Imagine if your grandma had no place to call home. Sweet and frail Ivy spent 20 years sleeping in the tunnel of a train station, swept aside like a piece of rubbish. Sadly, she is far from alone.

At the age of 60, Ivy should have been basking in the autumn glow of a happy life. She’d been a stay-at-home mum, primarily involved in her children’s school activities and volunteering.

But when her husband of 35 years suddenly divorced her, Ivy found herself on a frighteningly fast downward spiral.

With no savings, no super and no job skills, this family matriarch who had once held everyone together, had nowhere to live. Not wanting to be a burden on her adult children and too ashamed to ask for help, Ivy quietly disappeared from her family’s life, exchanging the picket fence on which she’d once gazed for a dark and dirty railway tunnel. The trains came and went, but Ivy went nowhere.

A ticket to nowhere

When you start to scratch the surface of a glossy city like Sydney, you’ll see many older women just like Ivy who are homeless and in desperate need of help. An estimated 1 in 5 of the total homeless population are over the age of 55. This depressing statistic is made worse by a housing crisis that has forced thousands of older women into refuges, hostels or onto the streets.

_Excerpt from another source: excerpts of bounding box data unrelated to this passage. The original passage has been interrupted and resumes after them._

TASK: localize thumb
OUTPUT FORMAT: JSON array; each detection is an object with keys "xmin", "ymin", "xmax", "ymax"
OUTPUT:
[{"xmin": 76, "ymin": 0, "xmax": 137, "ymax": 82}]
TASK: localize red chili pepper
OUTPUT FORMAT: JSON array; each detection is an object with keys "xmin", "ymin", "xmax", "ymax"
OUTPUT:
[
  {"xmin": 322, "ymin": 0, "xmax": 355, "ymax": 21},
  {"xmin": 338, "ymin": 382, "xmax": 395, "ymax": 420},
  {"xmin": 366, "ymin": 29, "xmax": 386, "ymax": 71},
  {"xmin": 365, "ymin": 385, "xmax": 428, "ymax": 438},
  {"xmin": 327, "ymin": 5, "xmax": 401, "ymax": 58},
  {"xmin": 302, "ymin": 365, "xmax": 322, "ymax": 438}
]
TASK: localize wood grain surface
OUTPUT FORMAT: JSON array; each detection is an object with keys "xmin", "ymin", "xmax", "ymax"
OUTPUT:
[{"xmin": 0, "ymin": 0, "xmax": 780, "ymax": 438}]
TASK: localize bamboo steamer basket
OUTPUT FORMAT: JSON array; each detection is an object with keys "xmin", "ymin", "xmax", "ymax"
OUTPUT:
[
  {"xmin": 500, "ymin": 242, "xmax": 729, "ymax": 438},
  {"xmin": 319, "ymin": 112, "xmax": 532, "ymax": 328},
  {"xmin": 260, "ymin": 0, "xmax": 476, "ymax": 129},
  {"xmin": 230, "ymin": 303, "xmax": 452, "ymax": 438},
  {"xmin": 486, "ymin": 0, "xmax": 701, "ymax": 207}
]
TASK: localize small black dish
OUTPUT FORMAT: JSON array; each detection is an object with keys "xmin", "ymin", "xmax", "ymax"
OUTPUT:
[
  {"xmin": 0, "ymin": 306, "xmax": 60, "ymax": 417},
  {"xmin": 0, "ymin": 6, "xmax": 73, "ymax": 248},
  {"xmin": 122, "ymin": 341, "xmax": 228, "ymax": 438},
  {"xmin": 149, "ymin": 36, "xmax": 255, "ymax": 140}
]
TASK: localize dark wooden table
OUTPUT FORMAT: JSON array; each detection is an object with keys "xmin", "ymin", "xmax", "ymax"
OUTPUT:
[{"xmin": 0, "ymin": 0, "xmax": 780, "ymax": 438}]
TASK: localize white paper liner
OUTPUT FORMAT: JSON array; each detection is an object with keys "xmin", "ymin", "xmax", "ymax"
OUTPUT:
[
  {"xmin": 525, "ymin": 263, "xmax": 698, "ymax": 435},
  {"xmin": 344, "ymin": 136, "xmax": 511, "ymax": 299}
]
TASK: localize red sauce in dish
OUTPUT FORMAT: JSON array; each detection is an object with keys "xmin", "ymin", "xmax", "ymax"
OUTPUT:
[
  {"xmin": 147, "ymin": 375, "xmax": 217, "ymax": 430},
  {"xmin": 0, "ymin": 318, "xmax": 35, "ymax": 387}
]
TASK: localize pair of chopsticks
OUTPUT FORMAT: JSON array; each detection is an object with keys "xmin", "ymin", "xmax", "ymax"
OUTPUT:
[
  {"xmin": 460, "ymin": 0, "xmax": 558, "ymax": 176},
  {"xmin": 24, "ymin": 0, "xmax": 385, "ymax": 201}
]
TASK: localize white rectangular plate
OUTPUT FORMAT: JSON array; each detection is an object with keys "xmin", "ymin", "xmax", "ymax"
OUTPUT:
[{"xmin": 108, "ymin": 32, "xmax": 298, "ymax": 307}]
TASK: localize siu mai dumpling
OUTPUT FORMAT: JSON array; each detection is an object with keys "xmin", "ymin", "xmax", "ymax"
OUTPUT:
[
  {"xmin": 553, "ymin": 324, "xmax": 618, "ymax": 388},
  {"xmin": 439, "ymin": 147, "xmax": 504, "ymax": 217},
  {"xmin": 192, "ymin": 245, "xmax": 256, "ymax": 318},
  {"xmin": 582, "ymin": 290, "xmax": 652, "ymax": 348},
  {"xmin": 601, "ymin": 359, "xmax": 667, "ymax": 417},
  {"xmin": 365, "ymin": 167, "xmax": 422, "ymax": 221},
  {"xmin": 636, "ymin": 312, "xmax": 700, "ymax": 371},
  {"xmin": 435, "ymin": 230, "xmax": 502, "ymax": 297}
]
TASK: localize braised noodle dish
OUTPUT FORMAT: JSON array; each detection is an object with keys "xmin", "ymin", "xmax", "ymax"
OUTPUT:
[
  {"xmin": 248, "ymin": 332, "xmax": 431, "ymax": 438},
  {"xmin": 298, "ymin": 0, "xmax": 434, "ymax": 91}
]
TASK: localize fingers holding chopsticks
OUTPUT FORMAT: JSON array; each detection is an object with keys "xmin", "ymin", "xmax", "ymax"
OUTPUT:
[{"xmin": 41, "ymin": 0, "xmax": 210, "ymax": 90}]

But the statistics are easily glossed over. To understand what they really mean, we need to listen to stories like Ivy’s.

Surviving on the street is a full-time job. How do you shower? Where’s the next soup run? Where’s the safest place to sleep? Who is going to help you and who is going to assault you?

Ivy wasn’t streetwise. She was often attacked by passers-by who didn’t like the “old bag” sleeping on the floor. She was kicked, punched and spat on. She quickly learnt that the only way to survive was to pay other rough sleepers to protect her from the ruthless predators that saw her as easy prey. But she always slept with one eye open.

Ivy’s one small pleasure was to feed the pigeons with the leftovers she’d scavenge from the bins of a nearby food-hall.

The days quickly became weeks, then months, then years. Dehumanised and alone, the thought of re-entering mainstream society was terrifying to Ivy.

A home with heart

Ivy was approaching her 80th birthday when a bout of pneumonia lead to a hospital stay. Against her will but too fragile to survive another winter on the streets, she was brought to Mission Australia’s Charles Chambers Court.

One of our residential aged-care facilities, it offers a safe and caring environment to disadvantaged Australians like Ivy who rightly want to have their individuality and life stories respected. For the first time in 20 years, Ivy had access to regular, nutritious meals, hot showers, her own toilet, a warm bed and 24-hour medical care. She was safe from the violence and hardship of the streets.

But it’s hard to adjust to structure and organisation after the chaos of homelessness. For more than 20 years, Ivy had been stripped of every sense of security. She’d been completely alone. She didn’t trust anyone and her mental health had deteriorated.

At first Ivy didn’t think her life would improve at Charles Chambers Court. Every day, she would put her possessions into a shopping trolley and wheel them to the park where she would quietly feed her beloved pigeons.

She didn’t speak to the other residents or staff. She avoided all eye contact.

It took time to earn this sweet and frail lady’s trust. But gradually, Charles Chambers Court became Ivy’s haven. She liked the warm and welcoming atmosphere here and became a much loved part of our community.

Ivy died peacefully in her sleep this year.

Sadly, there had been no contact with Ivy’s family. It had all been too painful and it had been easier at the time, to disappear from their lives. Time had marched on and mental illness brought on by the trauma of homelessness meant that for Ivy, her family had simply slipped away from memory.

We miss her.


*Names have been changed to protect the privacy of the people we help.